A Juliana no le gustaron los señores Dalrymple. No supo la causa de su aversión, porque eran agradables en el trato a pesar de la descripción que el señor McPherson había hecho de ellos.
La señora Dalrymple llevaba puesto un correcto vestido gris, con un polisón tan pequeño que parecía un mero guiño a la moda imperante. El pelo era castaño veteado con cabellos blancos y estaba sencillamente peinado; no usaba pendientes ni broches, la única joya que lucía era una delgada alianza de bodas. La imagen era clara: nada de frivolidades para la señora Dalrymple.
Ella misma confirmó que tanto ella como su marido habían conocido a Elliot en Punjab.
—No alternamos, por supuesto —proclamó la mujer—. El señor McBride era colono y soltero, mientras que mi marido tenía un puesto en otros círculos.
—Servicio civil del gobierno hindú —tradujo la señora Terrell.
—No nos mezclábamos con los dueños de las plantaciones —siguió la señora Dalrymple con bastante arrogancia—. Las reglas eran esas, ya sabe. Los colonos a veces tomaban esposas nativas. No es que el señor McBride lo hiciera —se apresuró a matizar—, pero nuestro estimado amigo el señor Stacy fue uno de los que, desafortunadamente, sucumbió.

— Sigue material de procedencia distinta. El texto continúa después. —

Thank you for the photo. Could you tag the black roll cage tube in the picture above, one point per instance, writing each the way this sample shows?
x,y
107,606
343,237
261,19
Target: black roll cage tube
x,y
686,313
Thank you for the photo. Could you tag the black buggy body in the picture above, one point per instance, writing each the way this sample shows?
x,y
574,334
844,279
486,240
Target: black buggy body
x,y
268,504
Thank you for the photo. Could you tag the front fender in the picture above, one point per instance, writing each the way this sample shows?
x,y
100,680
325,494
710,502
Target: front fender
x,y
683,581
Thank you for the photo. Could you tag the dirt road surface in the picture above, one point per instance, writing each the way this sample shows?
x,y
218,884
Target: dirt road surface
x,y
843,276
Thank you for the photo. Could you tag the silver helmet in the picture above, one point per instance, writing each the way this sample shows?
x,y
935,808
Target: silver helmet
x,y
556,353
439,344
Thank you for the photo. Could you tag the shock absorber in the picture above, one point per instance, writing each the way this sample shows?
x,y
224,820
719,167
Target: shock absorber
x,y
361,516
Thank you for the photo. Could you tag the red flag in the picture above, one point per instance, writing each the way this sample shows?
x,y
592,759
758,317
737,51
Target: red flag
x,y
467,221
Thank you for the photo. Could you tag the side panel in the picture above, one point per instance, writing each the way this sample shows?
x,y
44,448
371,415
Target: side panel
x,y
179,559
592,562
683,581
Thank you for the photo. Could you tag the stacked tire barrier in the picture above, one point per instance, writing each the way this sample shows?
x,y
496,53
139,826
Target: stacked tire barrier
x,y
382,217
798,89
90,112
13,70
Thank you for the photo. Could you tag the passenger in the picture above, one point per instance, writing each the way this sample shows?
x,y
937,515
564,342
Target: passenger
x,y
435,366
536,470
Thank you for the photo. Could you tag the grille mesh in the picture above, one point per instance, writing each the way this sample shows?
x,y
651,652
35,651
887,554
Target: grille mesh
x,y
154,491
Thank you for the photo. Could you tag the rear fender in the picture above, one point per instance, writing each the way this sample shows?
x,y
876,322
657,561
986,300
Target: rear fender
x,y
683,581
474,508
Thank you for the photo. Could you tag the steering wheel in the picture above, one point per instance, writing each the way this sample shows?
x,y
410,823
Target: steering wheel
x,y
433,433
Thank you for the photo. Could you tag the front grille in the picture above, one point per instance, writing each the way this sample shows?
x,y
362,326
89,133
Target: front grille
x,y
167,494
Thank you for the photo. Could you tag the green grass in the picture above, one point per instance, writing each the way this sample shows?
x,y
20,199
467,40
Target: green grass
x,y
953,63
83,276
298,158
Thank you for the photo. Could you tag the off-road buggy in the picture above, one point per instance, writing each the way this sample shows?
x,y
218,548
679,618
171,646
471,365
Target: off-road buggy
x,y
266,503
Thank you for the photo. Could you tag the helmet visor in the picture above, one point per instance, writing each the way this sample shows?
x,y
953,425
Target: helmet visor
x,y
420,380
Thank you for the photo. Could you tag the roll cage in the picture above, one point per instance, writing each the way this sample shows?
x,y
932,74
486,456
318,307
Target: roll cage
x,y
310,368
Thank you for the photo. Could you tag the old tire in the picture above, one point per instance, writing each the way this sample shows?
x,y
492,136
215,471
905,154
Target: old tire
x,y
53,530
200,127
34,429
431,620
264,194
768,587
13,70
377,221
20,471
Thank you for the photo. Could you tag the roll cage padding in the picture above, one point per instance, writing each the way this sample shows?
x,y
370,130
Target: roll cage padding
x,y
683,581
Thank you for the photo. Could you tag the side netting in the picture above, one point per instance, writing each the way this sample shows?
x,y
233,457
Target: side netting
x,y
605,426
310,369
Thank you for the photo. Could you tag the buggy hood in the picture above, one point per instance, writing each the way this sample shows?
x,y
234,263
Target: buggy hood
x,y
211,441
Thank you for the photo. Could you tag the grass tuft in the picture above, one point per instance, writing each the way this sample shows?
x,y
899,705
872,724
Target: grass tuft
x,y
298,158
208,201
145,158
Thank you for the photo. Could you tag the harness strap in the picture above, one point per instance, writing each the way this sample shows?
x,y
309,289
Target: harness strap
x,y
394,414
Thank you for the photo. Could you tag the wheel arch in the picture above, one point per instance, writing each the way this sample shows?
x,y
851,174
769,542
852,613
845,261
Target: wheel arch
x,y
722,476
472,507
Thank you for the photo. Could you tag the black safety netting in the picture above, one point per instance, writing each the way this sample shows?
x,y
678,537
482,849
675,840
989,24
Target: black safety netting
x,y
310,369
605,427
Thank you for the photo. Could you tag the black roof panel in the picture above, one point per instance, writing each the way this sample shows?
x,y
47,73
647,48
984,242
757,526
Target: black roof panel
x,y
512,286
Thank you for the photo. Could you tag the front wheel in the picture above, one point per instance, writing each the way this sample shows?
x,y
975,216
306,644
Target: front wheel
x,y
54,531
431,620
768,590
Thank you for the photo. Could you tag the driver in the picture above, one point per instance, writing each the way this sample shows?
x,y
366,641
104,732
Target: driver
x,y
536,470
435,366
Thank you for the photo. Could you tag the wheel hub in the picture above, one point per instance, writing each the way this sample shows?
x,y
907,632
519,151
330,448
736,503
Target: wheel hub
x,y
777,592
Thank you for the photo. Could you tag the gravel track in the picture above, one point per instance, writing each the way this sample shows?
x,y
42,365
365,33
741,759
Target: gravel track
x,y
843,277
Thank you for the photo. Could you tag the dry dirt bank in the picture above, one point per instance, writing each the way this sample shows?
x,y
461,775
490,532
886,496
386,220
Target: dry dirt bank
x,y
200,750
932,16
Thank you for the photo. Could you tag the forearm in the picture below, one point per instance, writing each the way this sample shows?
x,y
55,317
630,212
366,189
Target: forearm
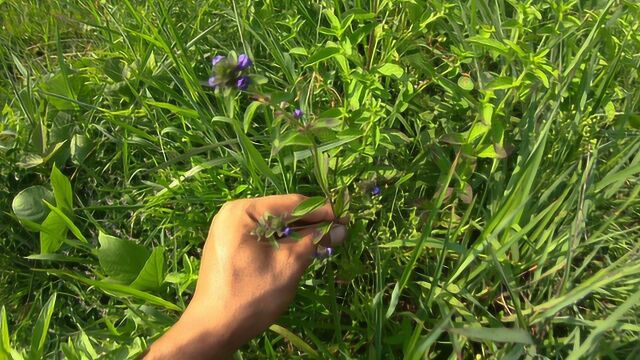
x,y
195,336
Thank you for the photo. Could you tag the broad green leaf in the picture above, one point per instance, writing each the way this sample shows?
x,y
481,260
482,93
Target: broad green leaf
x,y
308,206
392,70
53,232
295,340
62,190
5,345
41,328
465,83
249,113
121,259
322,54
488,43
74,229
494,334
152,274
79,148
28,204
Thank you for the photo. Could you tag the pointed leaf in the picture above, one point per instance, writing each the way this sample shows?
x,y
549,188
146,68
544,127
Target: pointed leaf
x,y
322,54
52,234
495,334
61,190
41,328
5,345
122,260
28,205
152,274
392,70
308,206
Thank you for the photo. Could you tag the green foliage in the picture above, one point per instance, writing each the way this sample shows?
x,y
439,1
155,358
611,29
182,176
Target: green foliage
x,y
487,154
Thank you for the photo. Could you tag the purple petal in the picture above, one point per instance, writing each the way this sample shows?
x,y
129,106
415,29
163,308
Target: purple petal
x,y
212,81
287,231
243,62
216,59
243,83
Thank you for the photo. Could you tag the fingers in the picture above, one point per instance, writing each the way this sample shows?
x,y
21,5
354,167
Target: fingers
x,y
304,248
284,205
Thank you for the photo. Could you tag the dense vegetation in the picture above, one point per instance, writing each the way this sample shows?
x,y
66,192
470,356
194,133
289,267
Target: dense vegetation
x,y
502,135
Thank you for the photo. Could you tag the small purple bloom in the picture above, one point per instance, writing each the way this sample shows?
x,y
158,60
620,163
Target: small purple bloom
x,y
216,59
287,231
243,82
243,62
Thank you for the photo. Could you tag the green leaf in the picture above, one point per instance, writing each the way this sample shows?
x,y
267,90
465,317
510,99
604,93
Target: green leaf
x,y
249,113
494,334
295,340
58,257
41,328
610,110
122,260
322,55
5,345
62,190
501,83
108,286
189,113
298,51
74,229
492,151
152,274
79,148
308,206
52,234
488,43
392,70
28,204
465,83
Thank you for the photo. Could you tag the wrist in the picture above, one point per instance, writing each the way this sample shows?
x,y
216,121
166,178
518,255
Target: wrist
x,y
196,335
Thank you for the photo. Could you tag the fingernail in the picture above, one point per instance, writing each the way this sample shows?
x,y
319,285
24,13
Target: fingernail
x,y
337,234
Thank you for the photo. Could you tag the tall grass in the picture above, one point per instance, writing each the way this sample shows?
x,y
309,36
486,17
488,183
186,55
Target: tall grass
x,y
503,135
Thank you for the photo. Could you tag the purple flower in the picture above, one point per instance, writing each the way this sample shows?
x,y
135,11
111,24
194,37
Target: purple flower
x,y
216,59
287,231
243,62
243,82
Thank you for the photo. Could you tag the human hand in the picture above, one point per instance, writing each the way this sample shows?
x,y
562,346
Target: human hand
x,y
243,285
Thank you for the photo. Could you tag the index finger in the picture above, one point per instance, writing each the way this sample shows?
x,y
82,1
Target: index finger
x,y
283,205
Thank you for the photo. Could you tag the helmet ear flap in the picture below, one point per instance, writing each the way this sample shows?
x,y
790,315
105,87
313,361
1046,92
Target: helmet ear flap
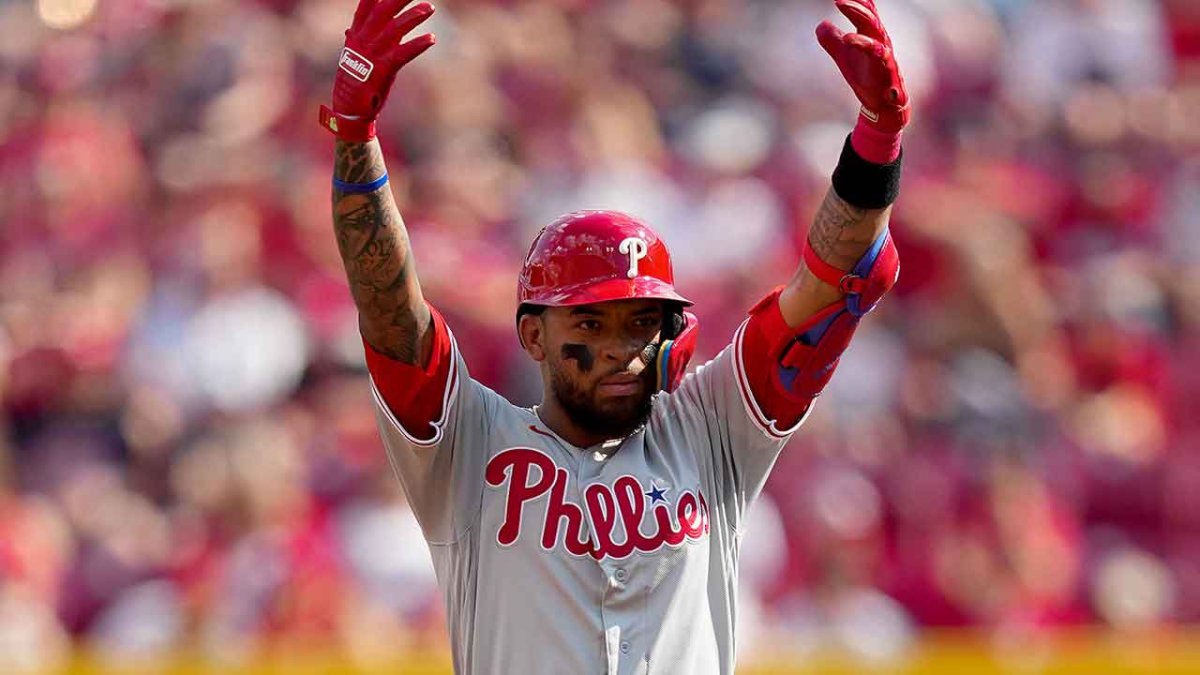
x,y
673,321
675,352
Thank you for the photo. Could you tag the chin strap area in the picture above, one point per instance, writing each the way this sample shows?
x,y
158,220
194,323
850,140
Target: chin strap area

—Todavía no entiendo por qué el señor Stacy tomó esposa hindú —intervino la señora Terrell—. ¡Qué horror! Imagine, vivir en las mismas estancias que un pagano.
Ella pensó en Priti, hija de la mujer a la que se refería, y sintió que su temperamento comenzaba a bullir en su interior.
—Cuando se vive en la India se está en contacto todo el rato con gente nativa.
—Bueno, sí, pero son sirvientes —adujo la señora Dalrymple. Uno no se casa con ellos.
—Entonces, ¿era una criada? —preguntó ella, antes de poderse contener— . Me refiero a esa mujer.
—Santo Cielo, no tengo ni idea. No son preguntas apropiadas. Es posible que procediera de una buena familia hindú, pero lo veo poco probable, ¿sabe? Ellos jamás dejan que sus mujeres abandonen el purdah, ni tampoco les dejan emparentar con las familias extranjeras.
—Entiendo... —Dejó la taza en el platito——. ¿Qué le ocurrió al señor Stacy?
La señora Dalrymple se quedó quieta. Su marido también se paralizó en el otro ambiente de la estancia, interrumpiendo el canturreo del señor McGregor.
En el silencio resultante, fue la señora Dalrymple quien tomó la palabra.
—El señor Stacy fue asesinado. Siento mucho tener que decirle esto, señora McBride, pero estamos convencidos de que su marido fue el asesino.